In [1]:
import scipy.io
import numpy as np
import tensorflow as tf
import os
import logging
import datetime
import shutil
import argparse
from collections import defaultdict
import random
from collections import Counter
os.environ["CUDA_VISIBLE_DEVICES"] = "1"

## Data preprocessing

### Data partitioning

In [2]:
np.random.seed(7)
random.seed(7)

In [3]:
ratio = 0.6  # train:val:test = ratio:(1-ratio)/2:(1-ratio)/2

In [4]:
mat = scipy.io.loadmat('yelp.mat')
UB, UU, UCom, BCat, BCity = (x.tocoo() for x in list(mat['relation'][0]))

In [5]:
user_biz = defaultdict(list)
for u, b in zip(UB.row, UB.col):
    user_biz[u].append(b)

user_biz_train = defaultdict(list)
user_biz_val = defaultdict(list)
user_biz_test = defaultdict(list)
train_set = set()
val_set = set()
test_set = set()
for u in user_biz:
    if len(user_biz[u]) >= 5:
        val = int(len(user_biz[u]) * ratio)
        test = int(len(user_biz[u]) * (ratio+(1-ratio)/2))
        random.shuffle(user_biz[u])
        user_biz_train[u] = user_biz[u][:val]
        for b in user_biz[u][:val]:
            train_set.add((u, b))
        user_biz_val[u] = user_biz[u][val:test]
        for b in user_biz[u][val:test]:
            val_set.add((u, b))
        user_biz_test[u] = user_biz[u][test:]
        for b in user_biz[u][test:]:
            test_set.add((u, b))

In [6]:
train_mask = []
val_mask = []
test_mask = []
for ind, ub in enumerate(zip(UB.row, UB.col)):
    if ub in train_set:
        train_mask.append(ind)
    if ub in val_set:
        val_mask.append(ind)
    if ub in test_set:
        test_mask.append(ind)
train_mask = np.array(train_mask)
val_mask = np.array(val_mask)
test_mask = np.array(test_mask)

### Data preparation

In [7]:
user_biz_train = np.zeros([UB.shape[0], UB.shape[1]])
for u, b in zip(UB.row[train_mask], UB.col[train_mask]):
    user_biz_train[u, b] += 1.

In [8]:
# filter out cold start users and items
sum_tmp = np.sum(user_biz_train, -1)
user_non_zero_ind = np.array([i for i in range(UB.shape[0]) if sum_tmp[i] > 0])
user_non_zero_set = set(user_non_zero_ind)

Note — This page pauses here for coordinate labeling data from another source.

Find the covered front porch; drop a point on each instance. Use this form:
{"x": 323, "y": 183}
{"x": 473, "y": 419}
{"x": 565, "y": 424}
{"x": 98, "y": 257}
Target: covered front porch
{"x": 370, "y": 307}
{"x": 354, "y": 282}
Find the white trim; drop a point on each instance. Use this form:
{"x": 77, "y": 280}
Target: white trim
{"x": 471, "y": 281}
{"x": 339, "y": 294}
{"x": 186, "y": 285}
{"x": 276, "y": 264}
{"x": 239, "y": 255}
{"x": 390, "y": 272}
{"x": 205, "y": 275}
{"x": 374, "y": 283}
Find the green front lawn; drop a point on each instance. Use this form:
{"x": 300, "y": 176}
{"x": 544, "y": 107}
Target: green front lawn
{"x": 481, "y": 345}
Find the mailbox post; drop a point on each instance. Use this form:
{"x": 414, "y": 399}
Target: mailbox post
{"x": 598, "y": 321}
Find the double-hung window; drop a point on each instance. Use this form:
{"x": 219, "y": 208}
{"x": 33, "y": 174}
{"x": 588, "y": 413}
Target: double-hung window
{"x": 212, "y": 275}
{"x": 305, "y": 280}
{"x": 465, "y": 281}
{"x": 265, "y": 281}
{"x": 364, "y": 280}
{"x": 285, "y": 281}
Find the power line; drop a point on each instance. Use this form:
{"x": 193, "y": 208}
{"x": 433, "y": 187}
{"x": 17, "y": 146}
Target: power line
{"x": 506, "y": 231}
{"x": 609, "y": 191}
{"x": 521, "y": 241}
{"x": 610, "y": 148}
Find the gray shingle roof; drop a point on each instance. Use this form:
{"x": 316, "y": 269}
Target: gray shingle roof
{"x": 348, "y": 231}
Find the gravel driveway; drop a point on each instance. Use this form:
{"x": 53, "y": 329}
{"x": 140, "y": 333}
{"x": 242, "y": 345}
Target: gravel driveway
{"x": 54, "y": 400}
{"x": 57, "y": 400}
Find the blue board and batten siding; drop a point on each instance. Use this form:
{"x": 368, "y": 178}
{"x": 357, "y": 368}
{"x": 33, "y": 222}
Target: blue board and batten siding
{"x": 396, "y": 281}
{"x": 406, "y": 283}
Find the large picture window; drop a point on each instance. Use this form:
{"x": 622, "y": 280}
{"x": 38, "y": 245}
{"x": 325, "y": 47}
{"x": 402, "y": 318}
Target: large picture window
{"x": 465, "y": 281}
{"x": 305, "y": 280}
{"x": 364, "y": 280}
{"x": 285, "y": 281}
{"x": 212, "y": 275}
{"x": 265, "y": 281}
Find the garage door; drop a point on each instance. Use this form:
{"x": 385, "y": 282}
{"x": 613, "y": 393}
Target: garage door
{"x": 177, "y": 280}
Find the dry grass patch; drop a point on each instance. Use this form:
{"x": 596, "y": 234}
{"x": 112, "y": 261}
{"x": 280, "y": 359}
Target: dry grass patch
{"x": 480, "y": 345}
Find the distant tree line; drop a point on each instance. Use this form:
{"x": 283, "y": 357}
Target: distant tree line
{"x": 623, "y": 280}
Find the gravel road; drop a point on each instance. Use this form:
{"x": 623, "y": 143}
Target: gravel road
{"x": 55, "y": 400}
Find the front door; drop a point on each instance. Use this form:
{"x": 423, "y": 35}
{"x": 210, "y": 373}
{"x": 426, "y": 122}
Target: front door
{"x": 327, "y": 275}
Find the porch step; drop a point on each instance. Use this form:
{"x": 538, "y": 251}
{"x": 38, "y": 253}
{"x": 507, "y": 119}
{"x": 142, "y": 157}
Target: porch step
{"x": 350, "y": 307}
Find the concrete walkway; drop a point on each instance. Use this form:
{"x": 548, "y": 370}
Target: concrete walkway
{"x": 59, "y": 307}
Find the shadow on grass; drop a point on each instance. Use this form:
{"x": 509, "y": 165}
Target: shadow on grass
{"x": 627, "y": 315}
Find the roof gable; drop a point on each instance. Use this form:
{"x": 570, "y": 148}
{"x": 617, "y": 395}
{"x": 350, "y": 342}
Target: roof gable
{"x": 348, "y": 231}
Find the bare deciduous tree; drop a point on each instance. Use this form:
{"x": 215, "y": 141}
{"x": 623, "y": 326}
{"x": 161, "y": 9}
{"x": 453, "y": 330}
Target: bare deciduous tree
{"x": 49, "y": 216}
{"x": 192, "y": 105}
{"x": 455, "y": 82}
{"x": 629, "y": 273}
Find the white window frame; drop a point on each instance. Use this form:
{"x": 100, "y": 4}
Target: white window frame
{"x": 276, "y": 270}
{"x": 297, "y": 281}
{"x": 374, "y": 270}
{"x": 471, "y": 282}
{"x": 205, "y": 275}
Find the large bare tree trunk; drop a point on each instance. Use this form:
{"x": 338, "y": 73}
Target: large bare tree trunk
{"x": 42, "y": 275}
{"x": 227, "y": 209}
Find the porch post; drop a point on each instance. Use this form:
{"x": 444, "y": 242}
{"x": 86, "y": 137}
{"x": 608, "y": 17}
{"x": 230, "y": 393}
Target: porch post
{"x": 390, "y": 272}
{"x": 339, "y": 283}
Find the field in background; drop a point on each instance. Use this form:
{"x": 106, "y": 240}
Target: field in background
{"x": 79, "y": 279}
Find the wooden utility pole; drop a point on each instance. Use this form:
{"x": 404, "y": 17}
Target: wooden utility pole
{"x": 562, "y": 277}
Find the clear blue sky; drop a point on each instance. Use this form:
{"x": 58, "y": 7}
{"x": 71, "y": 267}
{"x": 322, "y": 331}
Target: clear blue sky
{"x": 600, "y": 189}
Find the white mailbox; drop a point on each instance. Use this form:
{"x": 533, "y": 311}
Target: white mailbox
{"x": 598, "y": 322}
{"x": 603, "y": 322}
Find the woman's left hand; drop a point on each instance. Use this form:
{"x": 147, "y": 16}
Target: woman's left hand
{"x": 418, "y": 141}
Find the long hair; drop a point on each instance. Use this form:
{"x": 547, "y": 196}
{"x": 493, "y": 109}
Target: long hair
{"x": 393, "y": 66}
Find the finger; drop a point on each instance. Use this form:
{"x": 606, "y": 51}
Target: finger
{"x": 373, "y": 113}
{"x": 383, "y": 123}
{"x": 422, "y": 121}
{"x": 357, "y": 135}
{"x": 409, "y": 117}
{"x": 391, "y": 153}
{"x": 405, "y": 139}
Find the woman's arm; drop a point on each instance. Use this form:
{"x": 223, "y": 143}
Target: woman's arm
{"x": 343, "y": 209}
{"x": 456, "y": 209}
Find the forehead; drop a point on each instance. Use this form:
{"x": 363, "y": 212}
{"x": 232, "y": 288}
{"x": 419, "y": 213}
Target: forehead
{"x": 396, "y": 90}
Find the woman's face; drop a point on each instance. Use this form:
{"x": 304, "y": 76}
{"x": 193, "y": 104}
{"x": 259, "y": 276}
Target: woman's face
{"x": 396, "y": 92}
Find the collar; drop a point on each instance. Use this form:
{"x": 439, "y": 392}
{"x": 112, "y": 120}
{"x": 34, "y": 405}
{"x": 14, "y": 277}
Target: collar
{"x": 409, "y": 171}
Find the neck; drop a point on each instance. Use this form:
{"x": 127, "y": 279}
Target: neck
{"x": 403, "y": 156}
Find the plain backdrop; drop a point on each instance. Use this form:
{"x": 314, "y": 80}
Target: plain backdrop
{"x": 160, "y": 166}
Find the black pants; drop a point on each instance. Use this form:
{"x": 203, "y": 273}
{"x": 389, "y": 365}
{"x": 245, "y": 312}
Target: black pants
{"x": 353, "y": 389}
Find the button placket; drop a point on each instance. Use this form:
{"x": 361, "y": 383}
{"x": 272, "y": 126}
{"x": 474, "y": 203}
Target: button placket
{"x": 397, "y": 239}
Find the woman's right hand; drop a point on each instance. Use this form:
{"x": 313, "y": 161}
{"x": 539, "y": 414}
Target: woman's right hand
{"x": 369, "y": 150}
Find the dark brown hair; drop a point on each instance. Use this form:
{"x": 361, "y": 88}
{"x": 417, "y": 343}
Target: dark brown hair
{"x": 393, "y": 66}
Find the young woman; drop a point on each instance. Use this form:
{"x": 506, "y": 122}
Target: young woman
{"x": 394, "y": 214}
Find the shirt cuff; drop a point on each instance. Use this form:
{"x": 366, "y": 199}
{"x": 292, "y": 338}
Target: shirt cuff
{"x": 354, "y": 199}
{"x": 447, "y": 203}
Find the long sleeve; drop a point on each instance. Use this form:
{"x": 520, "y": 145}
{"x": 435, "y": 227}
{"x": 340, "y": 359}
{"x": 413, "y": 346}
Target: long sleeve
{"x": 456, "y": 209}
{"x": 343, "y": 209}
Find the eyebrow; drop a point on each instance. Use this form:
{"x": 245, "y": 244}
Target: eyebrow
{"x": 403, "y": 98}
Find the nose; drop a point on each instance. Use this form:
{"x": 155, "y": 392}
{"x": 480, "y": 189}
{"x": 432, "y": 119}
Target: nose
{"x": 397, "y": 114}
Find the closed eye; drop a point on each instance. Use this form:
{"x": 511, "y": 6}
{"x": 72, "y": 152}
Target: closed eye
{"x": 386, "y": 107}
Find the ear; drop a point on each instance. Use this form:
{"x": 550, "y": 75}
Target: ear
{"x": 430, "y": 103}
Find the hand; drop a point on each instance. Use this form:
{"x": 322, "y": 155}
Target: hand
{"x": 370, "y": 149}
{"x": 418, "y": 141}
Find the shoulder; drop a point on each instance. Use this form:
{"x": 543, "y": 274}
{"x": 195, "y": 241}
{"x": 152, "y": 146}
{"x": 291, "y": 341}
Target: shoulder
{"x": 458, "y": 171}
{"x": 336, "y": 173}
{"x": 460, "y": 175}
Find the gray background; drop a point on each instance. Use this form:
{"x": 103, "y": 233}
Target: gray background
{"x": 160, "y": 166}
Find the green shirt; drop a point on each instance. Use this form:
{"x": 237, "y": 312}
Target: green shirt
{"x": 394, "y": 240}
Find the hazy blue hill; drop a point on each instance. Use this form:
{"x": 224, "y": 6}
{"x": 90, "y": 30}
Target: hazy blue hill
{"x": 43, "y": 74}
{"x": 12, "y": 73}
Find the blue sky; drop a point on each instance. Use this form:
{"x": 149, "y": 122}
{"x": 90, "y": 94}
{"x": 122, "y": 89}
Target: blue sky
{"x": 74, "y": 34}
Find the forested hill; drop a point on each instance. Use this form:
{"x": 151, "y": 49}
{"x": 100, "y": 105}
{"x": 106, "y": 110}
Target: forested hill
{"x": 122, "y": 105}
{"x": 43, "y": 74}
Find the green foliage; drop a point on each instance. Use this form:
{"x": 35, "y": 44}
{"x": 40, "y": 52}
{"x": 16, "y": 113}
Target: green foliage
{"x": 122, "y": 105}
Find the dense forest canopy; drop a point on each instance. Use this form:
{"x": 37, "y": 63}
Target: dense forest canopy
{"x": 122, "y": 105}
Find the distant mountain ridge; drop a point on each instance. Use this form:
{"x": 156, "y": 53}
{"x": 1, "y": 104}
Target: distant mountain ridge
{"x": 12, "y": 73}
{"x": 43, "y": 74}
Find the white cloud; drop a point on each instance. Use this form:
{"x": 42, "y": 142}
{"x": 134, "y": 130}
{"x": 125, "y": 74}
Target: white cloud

sum_tmp = np.sum(user_biz_train[user_non_zero_ind, :], 0)
biz_non_zero_mask = (sum_tmp != 0).astype(float)
biz_non_zero_set = set([i for i in range(UB.shape[1]) if sum_tmp[i] > 0])

In [9]:
user_biz_val = np.zeros([UB.shape[0], UB.shape[1]])
user_biz_val_dict = defaultdict(list)
for u, b in zip(UB.row[val_mask], UB.col[val_mask]):
    if u in user_non_zero_set and b in biz_non_zero_set:
        user_biz_val[u, b] += 1.
    user_biz_val_dict[u].append(b)

user_biz_test = np.zeros([UB.shape[0], UB.shape[1]])
user_biz_test_dict = defaultdict(list)
for u, b in zip(UB.row[test_mask], UB.col[test_mask]):
    if u in user_non_zero_set and b in biz_non_zero_set:
        user_biz_test[u, b] += 1.
    user_biz_test_dict[u].append(b)

In [10]:
# data structure needed for the convenience of evaluation
val_set_u = list(user_non_zero_set)
val_set_mask = []
val_set_set = []
for user in val_set_u:
    val_set_mask.append(biz_non_zero_mask - user_biz_train[user, :] - user_biz_test[user, :])
    val_set_set.append(set(user_biz_val_dict[user]))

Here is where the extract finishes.